Maria brigou para permanecer na ativa. A disputa judicial se arrastou por duas décadas e o Superior Tribunal de Justiça (STJ) reconheceu nela uma vítima de “discriminação”.
Quando a Justiça Federal de Brasília determinou que ela não poderia ser afastada das atividades, já não havia tempo hábil. Maria tinha 48 anos, idade máxima para atuar como cabo. A aposentadoria, então, foi mantida. A luta de Maria Luiza é contada no filme que leva o nome dela, do diretor Marcelo Díaz.
Outras mulheres transexuais também tentaram, sem êxito na maioria das vezes, manterem seus postos. Como não possui política relacionada a servidores transexuais, um dos artifícios institucionais utilizado pelas corporações é afastar funcionários por alegada incapacidade ou criar situações que levem ao afastamento ou demissão.
Ano passado, a sargento Alice Costa, do Mato Grosso do Sul, foi afastada. A depressão e crises de ansiedade sofridas por ela, que havia assumido sua identidade de gênero, aparecem como algumas das justificativas usadas para impedi-la de trabalhar. A defesa jurídica de Alice é assinada por Bianca Figueira, capitã da Marinha aposentada compulsoriamente pelo mesmo motivo que a cliente, no Rio de Janeiro.

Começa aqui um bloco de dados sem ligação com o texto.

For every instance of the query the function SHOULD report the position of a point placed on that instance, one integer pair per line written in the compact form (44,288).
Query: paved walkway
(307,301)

As histórias se repetem. Há cinco anos, Bruna Benevides, mulher trans, tenta judicialmente continuar na Marinha. No laudo médico, ela aparece como incapacitada de exercer suas atividades, embora esteja com pleno vigor físico. A Marinha do Brasil não respondeu à reportagem.
“A decisão foi revertida, mas a Marinha tenta retardar meu retorno. O que mais chama atenção é que se tenta dizer que as forças são isentas de discrição”, afirma Bruna, natural do Ceará, que aos 17 anos saiu de casa para entrar na Marinha, para “fugir da repressão”.
Hoje, Bruna trabalha em organizações pela defesa dos direitos de pessoas transexuais. Ao ouvir parte da trajetória de Jane, e relembrar a própria, Bruna diz:
“Vivemos o não reconhecimento da nossa identidade. Sempre haverá a criação de uma narrativa tendenciosa. Nós, mulheres transexuais, somos assediadas e, quando respondemos, somos colocadas como as assediadoras. É uma forma da transfobia nos deslegitimar”.
Jane não conhece Maria Luiza, Bianca, Alice, nem Bruna. Mas acredita que sua briga não é só por ela, mas por todas que virão. "Não posso mais me calar", ela diz. Aos poucos, em Salvador, a ex-PM se adapta a uma nova rotina. Na maior parte do tempo, estuda - ela quer passar num concurso público.
Os livros preferidos - como os romances policiais de Agatha Christie - ficaram em Guanambi. A bíblia, ela lê todos os dias. É a leitura favorita dela.
No último domingo, convidada por uma amiga, Jane foi a um culto evangélico. Enquanto assistia à pregação, passado e presente se confrontaram à sua frente e uma passagem bíblica não saía da cabeça dela: “Maldito é o homem que confia no homem”.